COLLEGE PARK--Being a fifth-year starting quarterback on a college football team naturally categorizes you. You’re a holdover from the previous coaching regime. You’ve been trusted with the reins of the offense.
But what happens when you’re a sixth-year quarterback in the same position?
“I think I was the old guy last year,” Maryland’s C.J. Brown, who finds himself in that situation in his sixth year, said with a laugh at spring practice last week.
Brown was granted a sixth year of eligibility due to injury by the NCAA prior to last season, essentially cemented the fact that a two-year run of a Brown-run offense would begin in August 2013.
Though forced to work through various injuries last season, including a concussion suffered in a loss to Florida State and lingering mid-section issues, Brown filled the mold that head coach Randy Edsall envisioned.
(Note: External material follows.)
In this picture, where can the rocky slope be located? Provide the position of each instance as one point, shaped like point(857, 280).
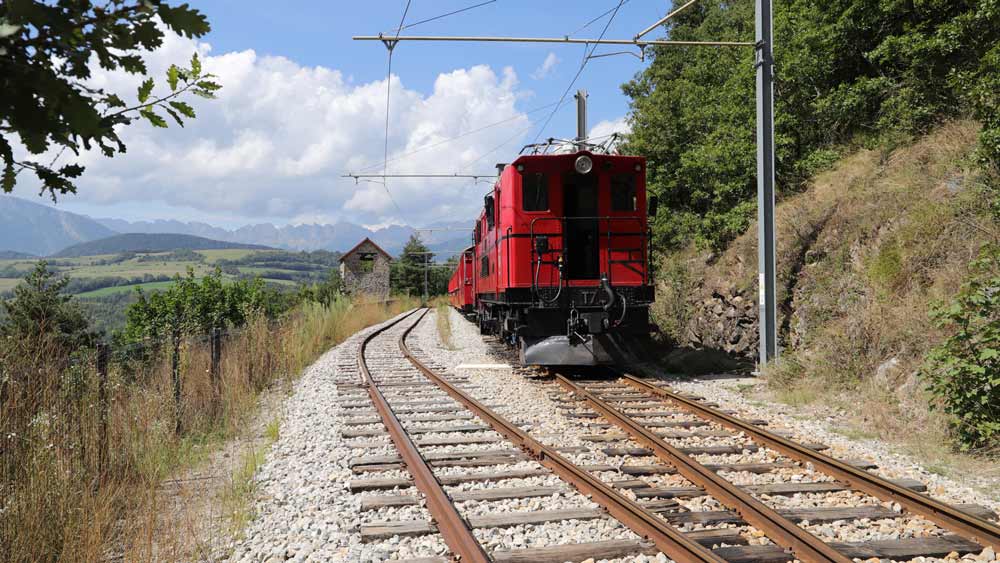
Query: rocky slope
point(861, 256)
When healthy, he was a dual-threat quarterback who could both beat teams through the air and on the ground. He finished with 2,242 yards and 25 total touchdowns while throwing seven interceptions.
He now returns to a wide receiving core that is one of the conference’s most talented but is also recovering from injury.
“I’m still a senior but each year I feel, as a quarterback, I think [certain things] come with the territory,” he said. “In terms of leadership and, you know, guiding the younger guys.”
The “younger guys” will be vying for the backup job behind him, including Caleb Rowe, who started in Brown’s place when he was injured in 2013, and Perry Hills, who continued to recover from a knee injury last season.
“Guys look to me,” Brown said. “[They] look to see how I’m doing, look how I’m performing and how I’m feeling when I come out here so I think it’s big...to be out here, to have some fun.”